Durante una década —1983-1993— me tocó estar al frente del departamento de Cirugía del Hospital Regional de Cobán, y durante el primer año del gobierno de la Democracia Cristiana pudimos vislumbrar la debacle que se venía. De pronto nos inundaron el nosocomio con recomendados que nada sabían del quehacer hospitalario pero que, habida cuenta de su militancia política y en premio a su labor en campaña, fueron gratificados con puestos para los cuales no estaban calificados.

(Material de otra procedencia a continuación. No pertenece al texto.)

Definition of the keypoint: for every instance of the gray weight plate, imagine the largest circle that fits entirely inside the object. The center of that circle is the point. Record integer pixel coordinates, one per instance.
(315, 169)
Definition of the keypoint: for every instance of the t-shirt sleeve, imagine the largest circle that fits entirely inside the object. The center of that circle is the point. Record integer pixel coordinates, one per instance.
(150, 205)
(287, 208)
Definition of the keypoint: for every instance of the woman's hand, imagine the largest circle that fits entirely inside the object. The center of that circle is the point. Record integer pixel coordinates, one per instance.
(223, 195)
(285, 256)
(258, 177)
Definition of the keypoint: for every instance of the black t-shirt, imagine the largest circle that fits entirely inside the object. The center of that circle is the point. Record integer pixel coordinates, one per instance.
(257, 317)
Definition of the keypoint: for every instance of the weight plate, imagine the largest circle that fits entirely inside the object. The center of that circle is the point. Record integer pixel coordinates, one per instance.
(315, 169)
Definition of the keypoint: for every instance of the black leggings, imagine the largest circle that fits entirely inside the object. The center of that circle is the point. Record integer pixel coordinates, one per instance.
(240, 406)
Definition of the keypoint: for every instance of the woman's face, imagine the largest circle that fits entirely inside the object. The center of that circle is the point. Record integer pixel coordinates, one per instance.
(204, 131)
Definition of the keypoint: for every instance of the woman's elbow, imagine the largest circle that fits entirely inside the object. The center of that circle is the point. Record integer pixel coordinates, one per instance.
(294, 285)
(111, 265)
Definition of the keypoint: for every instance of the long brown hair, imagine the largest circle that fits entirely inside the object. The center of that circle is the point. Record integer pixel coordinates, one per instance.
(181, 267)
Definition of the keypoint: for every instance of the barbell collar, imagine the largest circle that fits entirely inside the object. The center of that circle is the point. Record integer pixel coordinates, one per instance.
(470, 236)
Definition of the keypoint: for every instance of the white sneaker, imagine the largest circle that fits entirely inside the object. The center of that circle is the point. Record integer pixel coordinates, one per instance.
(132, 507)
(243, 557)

Fue entonces cuando paladeamos los frutos del patronato, que existía desde dos décadas atrás, pero cuya presencia no había sido sentida debido a que el hospital siempre estuvo equipado y abastecido.
Estaba integrado en su mayoría por señoras de la localidad, conocidas y respetables, cuya labor se decantaba en tres vertientes: una, la comunicación fluida con los médicos para saber qué medicamentos o insumos podrían necesitar en el futuro inmediato; otra, el apoyo constante a la despensa de la cocina a fin de que nunca les faltara la alimentación adecuada a los pacientes; y la tercera consistía en la necesaria recaudación económica para cumplir a cabalidad con las dos primeras.
A decir verdad, nunca nos faltó algo cuya carencia implicara peligro para la vida de las personas que acudían a nosotros procurando alivio o curación.
Más temprano que tarde, la política partidista se enseñoreó de aquellos lugares donde solo tenían cabida la bondad y la academia y comenzaron las rivalidades cuyo sustrato no era precisamente la disputa de un liderazgo mal entendido. El trasfondo verdadero era la estricta supervisión que dichas señoras ejercían sobre lo recaudado y su constante inspección para que medicamentos, alimentos y el ropaje llegaran a los pacientes más necesitados.
¡Cuántas veces nos vimos al borde de quedarnos sin oxígeno por la enorme cantidad de cirugías de guerra que realizábamos! Cuando ello sucedía, bastaba una llamada a la presidente del patronato para que de inmediato se consiguieran los cilindros necesarios para paliar las emergencias. O, ¡cuántas otras!, de no haber sido por el patronato no habríamos podido trasladar a los pacientes al Hospital General San Juan de Dios cuando se necesitaba de un tratamiento supraespecializado o de un servicio de intensivo del cual carecíamos. Nos conseguían no solo gasolina para las ambulancias, sino también transporte aéreo cuando se precisaba.
Desafortunadamente, ese tipo de política, el que nos situó en la debacle que vivimos hoy, sentó reales en los hospitales y en todo el Ministerio de Salud Pública y provocó la ominosa ruina que tenemos a ojos vistas.
Así las cosas, el retorno de los patronatos no solo mitigaría la calamidad que se vive, sino que podría significar una solución duradera. Por supuesto habría que recuperar su reglamentación. Y ojalá en esta se impida que los políticos de turno metan su asqueroso colmillo al mejor estilo de Tío Caimán.
El momento no está para presumir de fustán con picos. Hemos tocado fondo, pero ese fondo se abrió y seguimos cayendo. De tal manera, aducir competencia por liderazgos trasnochados está fuera de lugar. Con una excelente regulación se pueden obviar esas miserias humanas que solo existen en las personas cicateras y de corazón partido.
El actual gobierno y el que asumirá el próximo 14 de enero a las 14:00 horas solo tienen dos caminos para resolver la crisis de salud en Guatemala: o recuperan el dinero robado o se hacen ayudar de patronatos. Y si quieren apuntarse un hito, pues ¡qué mejor que lograr la recuperación de dineros y patronatos!
Hasta la próxima semana, estimado lector.